Lujan Grisham also dawdled before forcing out her inept appointees. She waited 11 days after the $1.9 million payout to Shepard became public knowledge to call for the regents’ resignations. Lujan Grisham could have moved against the regents much earlier, before any deal-making with Shepard could occur.
Losing Correa Hemphill as a regent is a setback. She called for fiscal sanity while two Republican lawmakers, Rep. Luis Terrazas and Sen. Crystal Brantley, defended Shepard and his obliging regents.
Mark Donnell, a retired physician from Silver City, would be a good choice to fill the seat that would have gone to Correa Hemphill. He’s been the unofficial campus watchdog, gathering public records about expenditures and publicly flaying regents who kowtowed to Shepard.

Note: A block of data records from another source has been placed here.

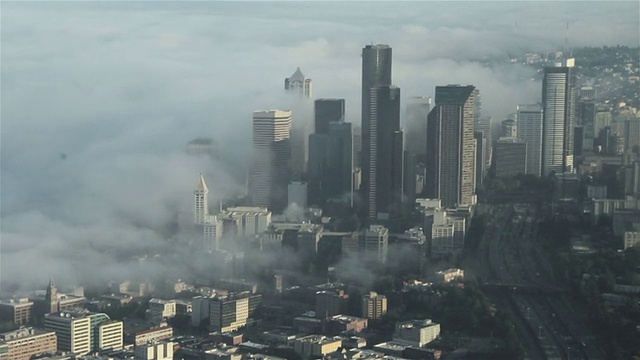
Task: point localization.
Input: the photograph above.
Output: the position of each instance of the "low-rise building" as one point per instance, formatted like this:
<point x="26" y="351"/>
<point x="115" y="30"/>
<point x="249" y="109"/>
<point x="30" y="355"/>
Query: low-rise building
<point x="416" y="332"/>
<point x="315" y="345"/>
<point x="155" y="351"/>
<point x="374" y="305"/>
<point x="24" y="343"/>
<point x="17" y="311"/>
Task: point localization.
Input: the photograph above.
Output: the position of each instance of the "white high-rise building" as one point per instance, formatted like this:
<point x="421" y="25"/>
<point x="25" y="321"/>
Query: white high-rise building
<point x="201" y="201"/>
<point x="299" y="84"/>
<point x="270" y="170"/>
<point x="558" y="102"/>
<point x="73" y="331"/>
<point x="530" y="130"/>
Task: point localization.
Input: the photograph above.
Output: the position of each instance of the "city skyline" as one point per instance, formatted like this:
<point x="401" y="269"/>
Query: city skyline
<point x="127" y="130"/>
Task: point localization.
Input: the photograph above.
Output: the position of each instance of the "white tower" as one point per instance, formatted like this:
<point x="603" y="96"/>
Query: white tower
<point x="201" y="201"/>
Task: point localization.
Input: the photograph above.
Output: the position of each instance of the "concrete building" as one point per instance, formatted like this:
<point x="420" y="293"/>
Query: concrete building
<point x="245" y="221"/>
<point x="451" y="148"/>
<point x="161" y="309"/>
<point x="382" y="139"/>
<point x="416" y="332"/>
<point x="327" y="111"/>
<point x="155" y="351"/>
<point x="73" y="330"/>
<point x="17" y="311"/>
<point x="297" y="194"/>
<point x="530" y="131"/>
<point x="374" y="305"/>
<point x="314" y="346"/>
<point x="417" y="111"/>
<point x="449" y="275"/>
<point x="509" y="128"/>
<point x="342" y="323"/>
<point x="510" y="157"/>
<point x="270" y="170"/>
<point x="298" y="84"/>
<point x="150" y="335"/>
<point x="231" y="312"/>
<point x="24" y="343"/>
<point x="373" y="243"/>
<point x="447" y="233"/>
<point x="558" y="102"/>
<point x="331" y="303"/>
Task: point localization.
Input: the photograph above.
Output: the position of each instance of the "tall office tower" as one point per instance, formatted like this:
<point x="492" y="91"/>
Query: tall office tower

There’s also a reformer’s spirit at the state Capitol. Several legislators have teamed up to introduce a bill and a proposed constitutional amendment to improve financial controls at universities and block sweetheart severance contracts like the one the regents handed to Shepard. Sen. George Muñoz, D-Gallup, and House Speaker Javier Martínez, D-Albuquerque, are leading those efforts.
The scandal at Western also has inspired superficial legislation from Sen. Jeff Steinborn, D-Las Cruces. His Senate Bill 19 would encourage new university regents and members of college boards to receive 10 hours of training on matters such as finances and ethics.
Many lawmakers have applauded Steinborn for introducing a measure that can be skirted or ignored. Gushing is the norm in the clubby confines of the Capitol. Ideas that would be laughed out of the corner saloon are treated as groundbreaking work.
“Thank you for bringing this very important bill,” Sen. Martin Hickey, D-Albuquerque, told Steinborn during a recent committee hearing.
Hickey went on and on about what he says are the ingredients of an effective panel of supervisors — expertise and unity.
“At the end of the day, the board speaks with one voice,” Hickey said.
That’s exactly what the five regents did at Western. There they were — three Ph.D.s, an attorney, and a student — united as one in rewarding Shepard with a windfall.
The regents exhibited plenty of self-discipline. Not a one mentioned money during their public meeting. Only afterward did the public learn Shepard was paid $1.9 million and, on top of that, he received from the regents a $200,000-a-year professorship, the highest faculty salary at Western.
They were a board that spoke as one before collectively clamming up. But they really should accept everything that goes with closing ranks.
The regents drowned out the voiceless, who are left to pay the bills.